Gazeta da Torre
Você se lembra o que te fez começar a usar filtro solar
quando vai à praia? Não foi uma lei imposta a você, mas apenas sua vontade de
reduzir as chances de ter câncer no futuro. Essas chances foram calculadas
usando muitos dados epidemiológicos, de diversos países, que mostraram uma
associação forte entre exposição ao sol e câncer de pele. Como se trata de
probabilidade, pode ser que você nunca use filtro solar e mesmo assim nunca
venha a ter nenhum problema, assim como você pode ser rigoroso com sua saúde e
mesmo assim vir a adoecer. Você deve ter diversos exemplos de vizinhos e
conhecidos que desafiam essas chances, mas nada disso muda os dados e o fato de
que a associação existe.
Claro que com mais dados, outras associações podem surgir
e até invalidar o que antes foi visto nos diversos estudos epidemiológicos. É
assim a ciência. Nas discussões científicas, seja em congressos ou via redes
sociais, o contraditório é bem-vindo e ajuda a impulsionar a ciência na direção
da verdade, contanto que os dois lados da discussão sejam permeáveis à
argumentação com dados. Enquanto os dados continuam confirmando esta
associação, é melhor manter o uso de filtro solar.

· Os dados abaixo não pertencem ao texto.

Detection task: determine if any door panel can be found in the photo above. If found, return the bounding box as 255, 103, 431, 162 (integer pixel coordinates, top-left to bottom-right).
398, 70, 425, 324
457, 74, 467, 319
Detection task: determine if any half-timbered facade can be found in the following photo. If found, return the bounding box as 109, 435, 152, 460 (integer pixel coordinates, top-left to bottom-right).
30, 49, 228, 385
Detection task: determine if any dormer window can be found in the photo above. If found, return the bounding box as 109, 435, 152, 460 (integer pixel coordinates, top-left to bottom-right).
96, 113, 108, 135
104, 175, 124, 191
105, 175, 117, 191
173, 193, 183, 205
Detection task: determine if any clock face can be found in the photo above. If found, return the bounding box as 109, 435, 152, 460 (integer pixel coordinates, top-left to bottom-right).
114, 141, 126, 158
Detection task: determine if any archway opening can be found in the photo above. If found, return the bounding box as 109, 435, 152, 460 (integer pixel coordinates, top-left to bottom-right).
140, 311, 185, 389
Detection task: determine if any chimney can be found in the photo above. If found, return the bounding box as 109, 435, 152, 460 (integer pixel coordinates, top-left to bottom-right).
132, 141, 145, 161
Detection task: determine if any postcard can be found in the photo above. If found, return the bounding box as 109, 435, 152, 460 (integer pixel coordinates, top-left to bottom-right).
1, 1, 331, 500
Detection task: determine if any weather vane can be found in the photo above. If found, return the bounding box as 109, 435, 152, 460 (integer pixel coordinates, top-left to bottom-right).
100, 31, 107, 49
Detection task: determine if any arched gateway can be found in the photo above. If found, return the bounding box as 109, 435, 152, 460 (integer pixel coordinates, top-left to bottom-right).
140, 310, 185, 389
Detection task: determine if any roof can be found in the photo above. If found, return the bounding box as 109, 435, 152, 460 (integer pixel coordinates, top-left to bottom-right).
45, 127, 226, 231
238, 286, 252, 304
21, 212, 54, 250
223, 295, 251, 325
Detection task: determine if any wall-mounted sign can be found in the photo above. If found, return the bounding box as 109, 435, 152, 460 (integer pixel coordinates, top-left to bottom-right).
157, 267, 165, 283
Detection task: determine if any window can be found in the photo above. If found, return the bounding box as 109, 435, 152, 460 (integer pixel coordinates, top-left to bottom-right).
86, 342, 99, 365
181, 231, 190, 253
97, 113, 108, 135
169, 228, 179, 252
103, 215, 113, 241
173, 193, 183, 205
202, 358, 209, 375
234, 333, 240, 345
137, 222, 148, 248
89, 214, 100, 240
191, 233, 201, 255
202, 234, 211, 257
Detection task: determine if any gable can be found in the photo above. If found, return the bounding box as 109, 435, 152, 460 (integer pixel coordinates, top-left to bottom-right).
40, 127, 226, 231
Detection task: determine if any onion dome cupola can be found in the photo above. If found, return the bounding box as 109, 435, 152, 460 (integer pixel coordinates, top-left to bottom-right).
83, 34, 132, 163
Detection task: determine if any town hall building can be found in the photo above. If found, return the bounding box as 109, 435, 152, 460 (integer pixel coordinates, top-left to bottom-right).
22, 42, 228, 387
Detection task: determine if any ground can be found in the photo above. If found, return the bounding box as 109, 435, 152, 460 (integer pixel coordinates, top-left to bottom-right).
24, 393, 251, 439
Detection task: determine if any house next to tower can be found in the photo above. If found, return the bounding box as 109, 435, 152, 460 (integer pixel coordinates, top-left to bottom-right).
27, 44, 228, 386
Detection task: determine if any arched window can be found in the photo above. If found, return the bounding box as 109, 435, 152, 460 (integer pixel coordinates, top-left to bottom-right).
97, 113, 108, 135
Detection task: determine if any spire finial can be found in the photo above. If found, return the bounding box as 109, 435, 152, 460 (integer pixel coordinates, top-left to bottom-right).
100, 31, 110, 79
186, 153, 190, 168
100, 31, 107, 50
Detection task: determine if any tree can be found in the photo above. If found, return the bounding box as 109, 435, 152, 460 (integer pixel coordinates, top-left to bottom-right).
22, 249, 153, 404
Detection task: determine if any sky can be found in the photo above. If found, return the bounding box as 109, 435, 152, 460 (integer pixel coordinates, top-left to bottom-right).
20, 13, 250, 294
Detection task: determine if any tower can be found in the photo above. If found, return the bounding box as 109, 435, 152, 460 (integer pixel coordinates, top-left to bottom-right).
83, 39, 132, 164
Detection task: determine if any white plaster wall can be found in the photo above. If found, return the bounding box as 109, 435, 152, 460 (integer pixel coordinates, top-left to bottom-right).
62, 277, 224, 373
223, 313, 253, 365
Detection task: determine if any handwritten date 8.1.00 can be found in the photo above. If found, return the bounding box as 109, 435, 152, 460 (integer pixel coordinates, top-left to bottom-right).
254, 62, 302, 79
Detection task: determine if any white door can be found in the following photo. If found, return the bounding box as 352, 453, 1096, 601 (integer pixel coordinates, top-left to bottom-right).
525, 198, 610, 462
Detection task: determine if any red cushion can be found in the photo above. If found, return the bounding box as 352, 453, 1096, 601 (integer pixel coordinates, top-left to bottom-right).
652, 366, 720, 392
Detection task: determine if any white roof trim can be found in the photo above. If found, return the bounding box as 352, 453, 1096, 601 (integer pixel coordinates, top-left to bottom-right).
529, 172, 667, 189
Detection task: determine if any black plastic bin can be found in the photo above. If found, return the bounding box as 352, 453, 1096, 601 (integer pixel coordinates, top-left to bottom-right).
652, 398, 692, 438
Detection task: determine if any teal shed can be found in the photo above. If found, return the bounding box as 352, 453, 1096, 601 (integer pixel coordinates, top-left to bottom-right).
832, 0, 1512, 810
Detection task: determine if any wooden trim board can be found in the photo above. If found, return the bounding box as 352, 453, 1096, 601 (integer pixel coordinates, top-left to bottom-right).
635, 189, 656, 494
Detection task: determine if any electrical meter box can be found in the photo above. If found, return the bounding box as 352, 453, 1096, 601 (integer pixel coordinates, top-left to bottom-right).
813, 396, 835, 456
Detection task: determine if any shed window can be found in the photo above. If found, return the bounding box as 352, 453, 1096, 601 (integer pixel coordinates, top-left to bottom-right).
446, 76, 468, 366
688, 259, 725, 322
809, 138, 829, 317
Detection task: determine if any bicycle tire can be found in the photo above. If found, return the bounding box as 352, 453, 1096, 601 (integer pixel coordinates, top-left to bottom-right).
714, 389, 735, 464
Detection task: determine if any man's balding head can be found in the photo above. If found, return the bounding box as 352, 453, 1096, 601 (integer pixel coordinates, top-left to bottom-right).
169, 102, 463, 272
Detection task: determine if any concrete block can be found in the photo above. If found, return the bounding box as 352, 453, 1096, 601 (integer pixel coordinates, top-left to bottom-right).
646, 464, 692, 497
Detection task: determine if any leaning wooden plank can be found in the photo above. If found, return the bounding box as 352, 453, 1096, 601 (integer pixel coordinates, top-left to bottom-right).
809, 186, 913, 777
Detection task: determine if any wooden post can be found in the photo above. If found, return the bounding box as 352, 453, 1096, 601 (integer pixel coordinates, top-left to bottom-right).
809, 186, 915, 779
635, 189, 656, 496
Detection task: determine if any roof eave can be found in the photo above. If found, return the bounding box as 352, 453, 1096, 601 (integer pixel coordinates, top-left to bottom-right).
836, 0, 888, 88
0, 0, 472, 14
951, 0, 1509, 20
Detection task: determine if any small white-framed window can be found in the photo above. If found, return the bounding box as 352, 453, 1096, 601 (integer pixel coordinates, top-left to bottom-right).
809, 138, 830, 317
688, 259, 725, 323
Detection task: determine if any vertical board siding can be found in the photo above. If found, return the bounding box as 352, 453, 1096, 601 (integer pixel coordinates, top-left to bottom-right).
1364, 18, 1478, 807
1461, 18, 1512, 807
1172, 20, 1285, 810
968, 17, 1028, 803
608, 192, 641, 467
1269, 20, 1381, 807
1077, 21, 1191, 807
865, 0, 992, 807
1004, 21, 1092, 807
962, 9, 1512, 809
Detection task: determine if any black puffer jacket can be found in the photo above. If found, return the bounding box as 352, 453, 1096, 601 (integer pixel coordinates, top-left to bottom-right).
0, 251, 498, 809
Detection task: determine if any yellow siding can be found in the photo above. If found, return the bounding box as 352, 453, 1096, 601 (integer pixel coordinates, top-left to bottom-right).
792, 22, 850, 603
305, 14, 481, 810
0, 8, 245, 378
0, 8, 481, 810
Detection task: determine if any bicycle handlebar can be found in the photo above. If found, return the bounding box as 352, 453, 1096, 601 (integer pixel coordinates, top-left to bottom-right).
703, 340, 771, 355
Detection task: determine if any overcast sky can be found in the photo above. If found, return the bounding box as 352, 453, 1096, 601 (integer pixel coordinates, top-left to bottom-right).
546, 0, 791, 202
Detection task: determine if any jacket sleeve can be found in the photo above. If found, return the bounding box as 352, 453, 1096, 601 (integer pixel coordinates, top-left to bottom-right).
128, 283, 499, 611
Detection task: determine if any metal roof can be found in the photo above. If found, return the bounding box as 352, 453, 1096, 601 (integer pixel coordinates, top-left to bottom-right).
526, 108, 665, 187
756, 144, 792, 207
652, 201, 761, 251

Em breve, a pandemia de covid-19 completará seu segundo
aniversário. A carência de dados no início da pandemia fez as discussões
perderem rigor científico. Sabíamos pouco sobre o vírus, como ele se propagava
e o que era importante para contê-lo. A maioria dos argumentos não era
suportada por dados robustos, populacionais. A angústia legítima da sociedade
em saber o que fazer, aliada à imprensa que disputava por notícias, fez com que
muitos confundissem opiniões com fatos. Opiniões são argumentos pouco eficazes
na ciência. William Edwards Deming, um famoso estatístico, costumava ilustrar
essa ideia com uma frase célebre: “In God we trust, all others must bring data”
– Em Deus nós confiamos, todos os outros devem trazer dados.
Dentre os debates mais acalorados sobre como lidar com a
pandemia, o debate sobre a necessidade de vacinação é, talvez, o mais
importante. Justamente elas, que já salvaram mais vidas no passado do que usar
filtro solar. As vacinas contra covid-19 foram desenvolvidas e testadas em
tempo recorde, e isso naturalmente desperta ansiedade e dúvidas quanto à
segurança e eficácia delas. Já está bastante claro que as vacinas contra
covid-19, assim como as outras vacinas aprovadas para uso humano, são muito
seguras. A frequência de efeitos adversos graves em vacinados é extremamente
baixa. Quanto à eficácia, os testes clínicos mostraram alta proteção contra
morte por covid-19 entre os vacinados. Entretanto, talvez na sua opinião os
dados publicados por estes testes não foram convincentes, e é por isso que você
decidiu não se vacinar até agora. Tomara que uma quantidade muito maior de
dados, dessa vez em populações de dezenas de países, possa te ajudar a mudar de
ideia. Depois de quase dois anos de pandemia, podemos argumentar com dados, não
opiniões, e eles devem servir para tomarmos decisões mais racionais.
Será que há menos mortes por covid-19 nos países mais
vacinados do que nos países onde faltam vacinas, ou que parte grande da
população não se vacinou? Para responder essa pergunta, usamos os dados do site
Our World in Data que reúne informação de casos e mortes por covid-19 e de
vacinação em mais de 200 países. Usamos essa quantidade impressionante de dados
para comparar o número de mortes por Covid-19 por milhão de habitantes com a
porcentagem da população totalmente vacinada em vários países. Focamos apenas
nos 85 países onde o vírus circulou recentemente, causando mais de 500 casos de
Covid-19 por milhão de habitantes, ou seja, onde o vírus poderia causar mortes.
Nossa hipótese era que nos países com maior índice de
vacinação ocorreram menos mortes por Covid-19. Foi exatamente o que observamos
(veja na figura a seguir). Há uma clara relação inversa entre número de mortes
por milhão de habitantes e a taxa de vacinação. Ou seja, quanto maior a fração
da população vacinada, menor o número de mortes. São dados com um número
amostral grande, em países onde o vírus circulou no período analisado,
mostrando que as vacinas estão salvando vidas. Não é mais uma questão de
opinião. A vacinação é a única salvação, o único jeito de superarmos de vez
essa crise. Se você ainda não se vacinou, reflita sobre esses dados.
No gráfico, cada bolinha representa um país. As bolinhas
mais para a direita representam países com maior número de mortes por milhão de
habitantes no período analisado. Quanto mais para a esquerda, menos mortes. As
bolinhas mais para cima representam países com maiores taxas de vacinação.
Quanto mais para baixo, menos vacinados. A linha representa uma tendência que
leva em consideração os dados de todas as bolinhas.